Parker Stevenson remembers waiting on line to see the treasures of King Tut and realizing everyone’s eyes were on him instead of the exhibit. “Through the glass, I see people on the other side looking at me,” Parker, who was then starring on The Hardy Boys/Nancy Drew Mysteries, recalls to Closer. “I’m like, ‘No, you should be looking at him!’” Parker, 71, continued to make fans swoon as lifeguard Craig Pomeroy on Baywatch, but he’s best known today as a photographer — although he still loves the sand and surf. “I’m at the beach every day in my real life, jogging, swimming,” he says. “For 20 years, I went surfing four or five times a week. Now it’s maybe once every two weeks.”How did you get started as an actor?
“Before I decided acting was what I wanted to do, I was in architecture school and then business school in New York. [Acting] was a way to get out of the house and make some money during the summers. My mother was an actress, which gave me a way into offices.”
Would we have seen your mom in anything?
“She did a lot of TV commercials for about 20 years. She had one for Kodak in the ’60s that aged her to all different times in her life. Younger, her age then, and all the way up. As a boy, to see her as all those different ages was really something.”
Could the commercial have influenced your passion for photography?
“That’s interesting. What definitely made an impression on me was when I was on the train going in and out of New York City when I was home from boarding school and going out on auditions. I would have this experience of sitting by a window on the 45-minute train ride from the suburbs. Everything’s going by really quickly, and you only see instances of people sitting out on a fire escape or a couple kissing. All of those flashes — frozen instances — exposed me to still images.”
Was The Hardy Boys your big break?
“Clearly. Suddenly I was a known face. We were on lunch boxes. The posters were out. Shaun [Cassidy] was singing. It was a very surreal experience.”
Did you and Shaun become close?
“I do consider Shaun a brother. We always got along great and laughed a lot. When the show ended, we went off in different directions. But he and his wife, Tracey, set it up for me and my wife, Lisa, to get married up near where they live in Santa Barbara.”
Burt Reynolds also became a friend. Tell us about him.
“I met Burt at a Directors Guild dinner and he said, ‘We’re going to work together someday. You’ll be hearing from me.’ I looked at him like, ‘Yeah, right.’ But I ended up going to work with Burt on Stroker Ace and had a blast. There was a scene where he was supposed to punch me, and he accidentally did. He was so apologetic for bopping me right in the nose!”
Is is true that Baywatch’s David Hasselhoff first asked you to direct?
“Yes.
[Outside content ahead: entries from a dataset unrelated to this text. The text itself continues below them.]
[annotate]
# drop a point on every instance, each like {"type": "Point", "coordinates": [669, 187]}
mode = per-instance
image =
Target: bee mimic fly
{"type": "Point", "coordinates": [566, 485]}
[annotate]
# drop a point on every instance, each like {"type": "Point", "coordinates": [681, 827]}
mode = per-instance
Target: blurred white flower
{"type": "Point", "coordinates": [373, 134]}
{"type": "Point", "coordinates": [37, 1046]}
After the first season of Baywatch, I told David I was done running around the beach in a little Speedo. And then he called me and said, ‘Come direct the show.’ So I said yes and started directing, and then started acting in episodes again. I never should have left that show. We all make mistakes. My wife at the time [Kirstie Alley] wasn’t thrilled that I was going to work every day at the beach with Pamela Anderson, Yasmine Bleeth and Erika Eleniak.”
You and Kirstie played siblings in the miniseries North and South: Book II. How did that happen?
“Kirstie was in the first miniseries and had been away for six months. We had only been married a short time, so when the Billy part became available [in Book II], I didn’t want to be away from her for that long again, so I really went after that part. But I ended up going away to shoot for six months, and she only worked two weeks.”
When Kirstie won her Emmy for Cheers, she infamously thanked you for giving her ‘the big one.’ What was going through your mind?
“It’s an appropriate summation of Kirstie’s bawdiness and my discomfort with that. I remember in the limo ride afterward, I told her, ‘Before you say anything, let me just be clear: You don’t ever have to mention me ever again in a speech. I’m really just fine with that.’
We were so sorry about her passing in 2022. Even though you were long divorced, that must have been difficult.
“I think it’s a real tragedy that she wasn’t around longer. Especially for my children. My kids are doing fine, but we’re never really ready for our parents to be gone. It certainly accelerates the growing up process.”
Did your children inherit your love of art?
“Yeah, they are artistic. My son, True, plays guitar and drums and is captain of a charter fishing business down in Florida. My daughter, Lillie, and her husband make handmade custom furniture at ParkerBurkhart.com.”
How did you meet your wife, Lisa Schoen?
“I moved upstairs into a duplex at the beach, and she’d temporarily swapped her place in New York for the downstairs unit. She asked me if I had a big stock pot, and it turned out I did. She returned the favor two days later with the pot filled with the best chicken soup I’ve ever had.”
That must have been some soup, because she’s a professional chef!
“She was [former New York Yankee] Derek Jeter’s chef for seven years. Her signature dish was Jeter’s Chicken Parm. She cooks everything from her heart. She worked for 20 years for Food Network doing food styling and did all of Anthony Bourdain’s styling. She’s the real deal.”
What’s left on your bucket list?
“So much. I’d like to go for an extended period of time with Lisa to Spain or England, where she’d get to work with food of that region, and I’d shoot that experience with my camera.”